The following illustration provides a high-level overview of the parallel programming architecture in .NET.

Parallel programming provides mechanisms to work efficiently in a variety of scenarios, but there are situations where traditional methods may be a better fit ². Below are some of the strengths and weaknesses of parallel programming.

When to Use Parallelism¶

If you have several tasks that do not depend on each other and are time-consuming, parallelism can speed things up a lot. Example: calculating statistics for different large files.
In services that serve many users, parallelism allows you to handle multiple requests at the same time. Common examples: web servers, cloud applications, REST APIs.
If you need to run an algorithm that consumes a lot of CPU power, dividing it into smaller parts that run in parallel can be a great help.
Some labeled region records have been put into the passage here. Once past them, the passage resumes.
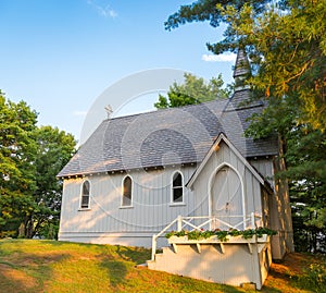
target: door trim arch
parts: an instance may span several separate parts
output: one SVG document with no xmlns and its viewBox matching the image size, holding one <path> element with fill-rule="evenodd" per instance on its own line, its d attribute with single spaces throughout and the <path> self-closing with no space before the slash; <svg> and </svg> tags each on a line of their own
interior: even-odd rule
<svg viewBox="0 0 326 293">
<path fill-rule="evenodd" d="M 209 179 L 209 183 L 208 183 L 208 188 L 209 188 L 209 216 L 211 217 L 212 216 L 212 186 L 213 186 L 213 179 L 215 178 L 215 175 L 217 174 L 217 172 L 224 168 L 224 167 L 228 167 L 230 168 L 233 171 L 235 171 L 235 173 L 237 174 L 237 176 L 239 178 L 240 180 L 240 184 L 241 184 L 241 199 L 242 199 L 242 210 L 243 210 L 243 228 L 246 230 L 247 228 L 247 224 L 246 224 L 246 215 L 247 215 L 247 211 L 246 211 L 246 196 L 244 196 L 244 184 L 243 184 L 243 178 L 240 175 L 239 171 L 234 168 L 230 163 L 228 162 L 223 162 L 221 164 L 218 164 L 214 170 L 213 172 L 211 173 L 210 175 L 210 179 Z"/>
</svg>

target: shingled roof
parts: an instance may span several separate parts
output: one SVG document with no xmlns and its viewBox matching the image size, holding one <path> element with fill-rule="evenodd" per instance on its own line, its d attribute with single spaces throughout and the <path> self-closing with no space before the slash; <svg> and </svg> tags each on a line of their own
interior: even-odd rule
<svg viewBox="0 0 326 293">
<path fill-rule="evenodd" d="M 244 158 L 276 155 L 276 139 L 243 137 L 247 119 L 263 108 L 241 106 L 248 95 L 104 120 L 58 176 L 201 162 L 222 132 Z"/>
</svg>

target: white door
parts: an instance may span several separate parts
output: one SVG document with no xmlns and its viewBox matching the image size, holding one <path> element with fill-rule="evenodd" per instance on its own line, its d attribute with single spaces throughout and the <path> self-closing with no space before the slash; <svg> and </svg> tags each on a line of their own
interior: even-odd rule
<svg viewBox="0 0 326 293">
<path fill-rule="evenodd" d="M 229 167 L 217 171 L 211 190 L 211 215 L 215 217 L 212 229 L 243 229 L 243 205 L 241 181 Z M 225 222 L 225 223 L 223 223 Z"/>
</svg>

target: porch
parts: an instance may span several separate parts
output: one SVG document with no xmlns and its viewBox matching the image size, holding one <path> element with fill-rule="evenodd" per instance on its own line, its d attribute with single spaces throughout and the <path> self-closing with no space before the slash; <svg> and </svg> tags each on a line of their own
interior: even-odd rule
<svg viewBox="0 0 326 293">
<path fill-rule="evenodd" d="M 236 224 L 230 224 L 229 219 L 226 221 L 216 217 L 179 216 L 153 235 L 152 259 L 148 260 L 148 267 L 216 283 L 238 286 L 242 283 L 254 283 L 256 289 L 261 289 L 272 264 L 271 236 L 252 234 L 243 237 L 227 234 L 224 239 L 217 235 L 189 239 L 187 233 L 183 235 L 181 232 L 212 230 L 216 224 L 237 231 L 239 227 L 253 230 L 260 223 L 261 217 L 254 213 L 242 217 Z M 156 254 L 158 237 L 172 230 L 179 236 L 168 237 L 170 246 L 163 247 L 163 252 Z M 177 232 L 181 232 L 181 235 Z"/>
</svg>

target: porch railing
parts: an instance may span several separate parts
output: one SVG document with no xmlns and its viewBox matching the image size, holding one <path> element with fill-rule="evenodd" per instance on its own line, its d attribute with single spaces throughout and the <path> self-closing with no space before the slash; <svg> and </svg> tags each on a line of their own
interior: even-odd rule
<svg viewBox="0 0 326 293">
<path fill-rule="evenodd" d="M 230 224 L 222 218 L 240 218 L 241 220 L 235 224 Z M 176 219 L 174 219 L 170 224 L 167 224 L 161 232 L 152 236 L 152 260 L 155 259 L 155 253 L 156 253 L 156 246 L 158 246 L 158 239 L 162 236 L 166 231 L 168 230 L 176 230 L 176 231 L 181 231 L 181 230 L 189 230 L 189 231 L 195 231 L 195 230 L 209 230 L 212 227 L 217 227 L 217 225 L 224 225 L 227 227 L 228 229 L 239 229 L 239 227 L 242 225 L 244 229 L 254 229 L 259 225 L 261 225 L 261 220 L 262 217 L 255 215 L 254 212 L 251 212 L 248 217 L 241 216 L 202 216 L 202 217 L 183 217 L 178 216 Z"/>
</svg>

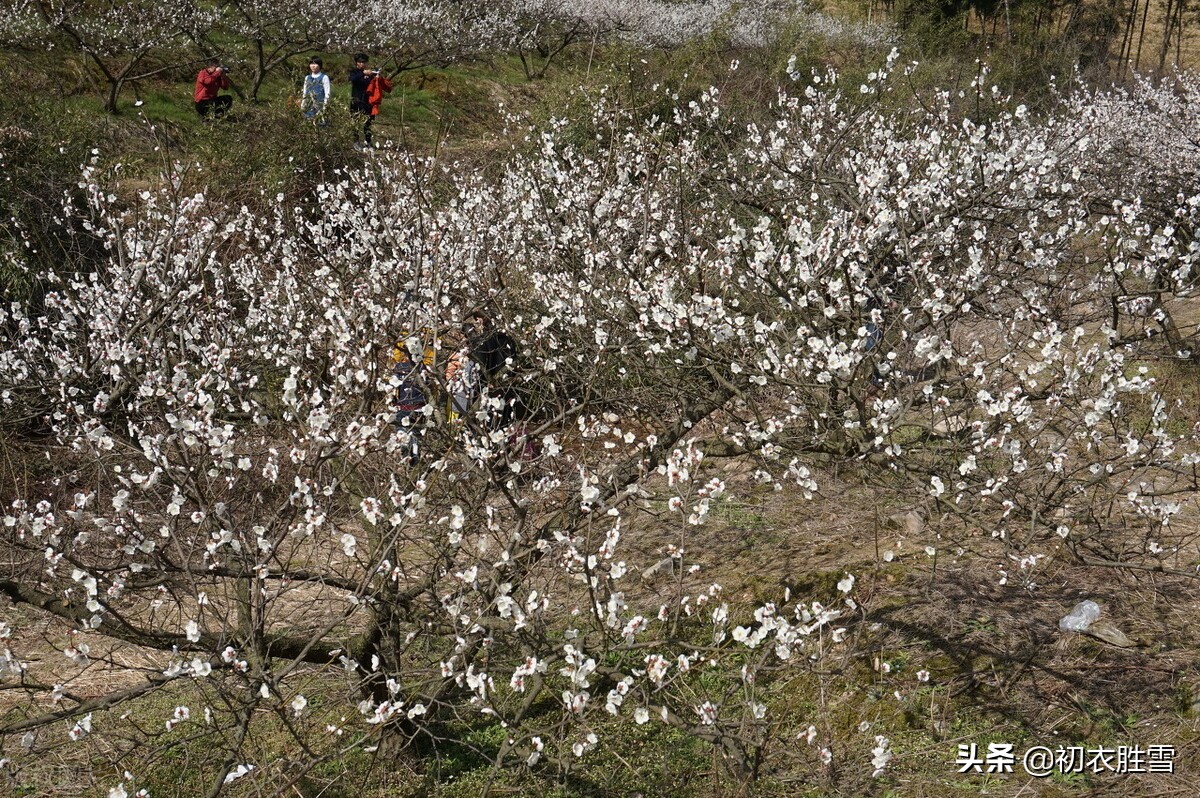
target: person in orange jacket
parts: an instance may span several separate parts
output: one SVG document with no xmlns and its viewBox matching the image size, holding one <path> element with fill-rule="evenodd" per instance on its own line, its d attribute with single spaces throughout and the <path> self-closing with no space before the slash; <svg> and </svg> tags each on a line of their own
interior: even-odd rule
<svg viewBox="0 0 1200 798">
<path fill-rule="evenodd" d="M 379 70 L 367 68 L 366 53 L 354 55 L 354 68 L 350 70 L 350 113 L 362 114 L 362 138 L 365 146 L 371 146 L 371 126 L 379 115 L 379 106 L 384 94 L 391 91 L 391 80 Z"/>
<path fill-rule="evenodd" d="M 192 101 L 196 103 L 196 113 L 200 115 L 200 119 L 221 116 L 233 104 L 233 97 L 220 94 L 222 89 L 230 86 L 228 72 L 229 68 L 221 66 L 221 61 L 209 59 L 208 66 L 196 74 L 196 91 L 192 92 Z"/>
</svg>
Examples: heavy analysis or calculations, scientific simulations, training AI models, Big Data (map-reduce).
If the system has multiple CPU cores, you can take advantage of these cores to use parallelism.

When to Avoid Parallelism¶

Tasks are highly dependent on each other. Example: A task that needs to wait for the result of the previous one.
There is not a large volume of data or workload, in which case it may not be worth the effort.
It may cause concurrency or synchronization issues that are difficult to debug. Example: Financial processes that need to be synchronized.
The execution environment is single-core or limited.

Parallelism vs Asynchronous execution¶

Parallelism focuses on executing multiple tasks at the same time, usually using multiple CPU cores. It is very common in situations that involve heavy processing and CPU-bound operations, that is, tasks that require a lot of CPU processing time. (Image and video processing, intensive mathematical algorithms (machine learning, simulations), graphic rendering in games and animations.)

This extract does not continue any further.